“La normalisation un échec pour la Palestine”
“Dans le contexte actuel de normalisation entre les pays arabes et Israël, on peut dire que c’est un échec total pour la Palestine”, analyse Alain Gresh, spécialiste du conflit israélo-palestinien, auteur de l’ouvrage “Le Fatah, la révolution palestinienne et les juifs”.
“Liberté” : Quel avenir pour la cause palestinienne dans la nouvelle donne de normalisation des États arabes avec Israël ?
Alain Gresh : La cause palestinienne traverse une période extrêmement difficile depuis les Accords d’Oslo, signés en 1995, et leur échec pour des raisons multiples, à commencer par les divisions apparues entre les Palestiniens et la réduction de la question palestinienne à une affaire de territoires entre Israël et la Palestine.

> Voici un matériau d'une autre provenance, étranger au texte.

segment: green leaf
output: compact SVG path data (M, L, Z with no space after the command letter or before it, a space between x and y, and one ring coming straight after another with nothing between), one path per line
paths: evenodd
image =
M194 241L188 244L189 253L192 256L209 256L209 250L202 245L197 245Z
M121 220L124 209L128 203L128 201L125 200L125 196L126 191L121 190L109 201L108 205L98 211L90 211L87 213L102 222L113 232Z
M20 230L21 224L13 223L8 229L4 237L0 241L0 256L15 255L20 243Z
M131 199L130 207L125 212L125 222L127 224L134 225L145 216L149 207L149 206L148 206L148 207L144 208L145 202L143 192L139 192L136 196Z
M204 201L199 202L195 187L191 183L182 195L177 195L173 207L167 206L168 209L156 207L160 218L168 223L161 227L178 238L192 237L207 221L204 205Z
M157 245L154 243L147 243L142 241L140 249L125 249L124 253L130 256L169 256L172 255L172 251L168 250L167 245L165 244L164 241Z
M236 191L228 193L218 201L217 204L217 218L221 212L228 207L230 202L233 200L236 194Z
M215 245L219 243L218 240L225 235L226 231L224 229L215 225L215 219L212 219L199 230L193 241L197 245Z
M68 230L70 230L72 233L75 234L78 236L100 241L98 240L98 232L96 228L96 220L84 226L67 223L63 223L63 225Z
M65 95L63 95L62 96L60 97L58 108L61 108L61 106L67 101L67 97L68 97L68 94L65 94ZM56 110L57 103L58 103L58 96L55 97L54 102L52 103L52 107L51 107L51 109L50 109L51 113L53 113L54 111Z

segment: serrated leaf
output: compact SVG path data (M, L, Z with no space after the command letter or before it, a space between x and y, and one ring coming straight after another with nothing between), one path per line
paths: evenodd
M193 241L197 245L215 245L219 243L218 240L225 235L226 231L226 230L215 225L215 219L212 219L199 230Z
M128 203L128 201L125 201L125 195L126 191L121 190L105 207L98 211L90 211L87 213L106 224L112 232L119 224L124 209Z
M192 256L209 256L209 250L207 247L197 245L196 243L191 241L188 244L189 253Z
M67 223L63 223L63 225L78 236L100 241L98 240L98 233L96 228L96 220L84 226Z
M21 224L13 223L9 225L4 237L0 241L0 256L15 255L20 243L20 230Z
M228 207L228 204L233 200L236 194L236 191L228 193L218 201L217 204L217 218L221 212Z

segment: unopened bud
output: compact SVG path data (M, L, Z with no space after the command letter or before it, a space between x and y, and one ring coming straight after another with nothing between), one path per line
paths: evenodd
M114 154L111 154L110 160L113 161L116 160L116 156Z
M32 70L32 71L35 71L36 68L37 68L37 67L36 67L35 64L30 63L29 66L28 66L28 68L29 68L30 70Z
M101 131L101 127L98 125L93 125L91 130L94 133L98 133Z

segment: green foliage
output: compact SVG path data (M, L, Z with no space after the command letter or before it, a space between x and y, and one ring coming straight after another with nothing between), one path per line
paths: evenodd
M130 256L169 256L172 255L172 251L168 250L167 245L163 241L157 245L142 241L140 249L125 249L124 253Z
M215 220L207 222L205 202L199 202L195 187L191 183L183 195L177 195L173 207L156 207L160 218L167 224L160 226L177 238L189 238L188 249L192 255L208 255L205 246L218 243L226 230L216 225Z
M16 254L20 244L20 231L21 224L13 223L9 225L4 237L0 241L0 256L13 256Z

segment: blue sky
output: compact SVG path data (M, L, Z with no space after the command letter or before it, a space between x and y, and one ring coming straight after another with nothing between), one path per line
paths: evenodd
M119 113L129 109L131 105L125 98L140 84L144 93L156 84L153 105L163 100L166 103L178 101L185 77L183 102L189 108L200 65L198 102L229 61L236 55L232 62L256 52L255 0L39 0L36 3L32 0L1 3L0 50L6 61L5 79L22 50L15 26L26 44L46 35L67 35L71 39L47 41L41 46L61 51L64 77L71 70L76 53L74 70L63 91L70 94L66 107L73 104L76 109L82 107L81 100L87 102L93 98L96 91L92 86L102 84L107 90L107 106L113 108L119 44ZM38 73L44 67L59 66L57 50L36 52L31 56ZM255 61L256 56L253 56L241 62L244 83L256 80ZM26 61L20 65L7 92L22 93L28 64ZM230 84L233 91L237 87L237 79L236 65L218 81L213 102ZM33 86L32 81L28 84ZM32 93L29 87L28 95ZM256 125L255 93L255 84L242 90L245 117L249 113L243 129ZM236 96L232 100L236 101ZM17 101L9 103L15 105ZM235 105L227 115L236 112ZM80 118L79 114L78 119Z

La question palestinienne n’est plus une cause de libération nationale, au même titre que les mouvements de libération de l’Afrique du Sud ou de l’Afrique australe. On peut dire que tous ces éléments ont déjà créé le contexte dans lequel les pays arabes se sont acheminés peu à peu, comme l’Égypte et la Jordanie, vers la normalisation avec Israël. Depuis une dizaine d’années, en raison notamment de l’affaiblissement des différents courants politiques palestiniens, cette tendance à la normalisation s’est précisée, à la faveur aussi de contacts multiples et, plus ou moins secrets, entre Israël et les pays arabes. Ce qui est important, de mon point de vue, est que cette tendance est liée directement à la crise du mouvement palestinien lui-même, qui est arrivé à bout de la période révolutionnaire inaugurée avec la guerre de juin 1967 et l’émergence du Fatah à la tête de l’OLP, portant un projet de libération nationale. Aujourd’hui, dans le contexte actuel de normalisation des pays arabes avec Israël, on peut dire que c’est un échec total pour la Palestine.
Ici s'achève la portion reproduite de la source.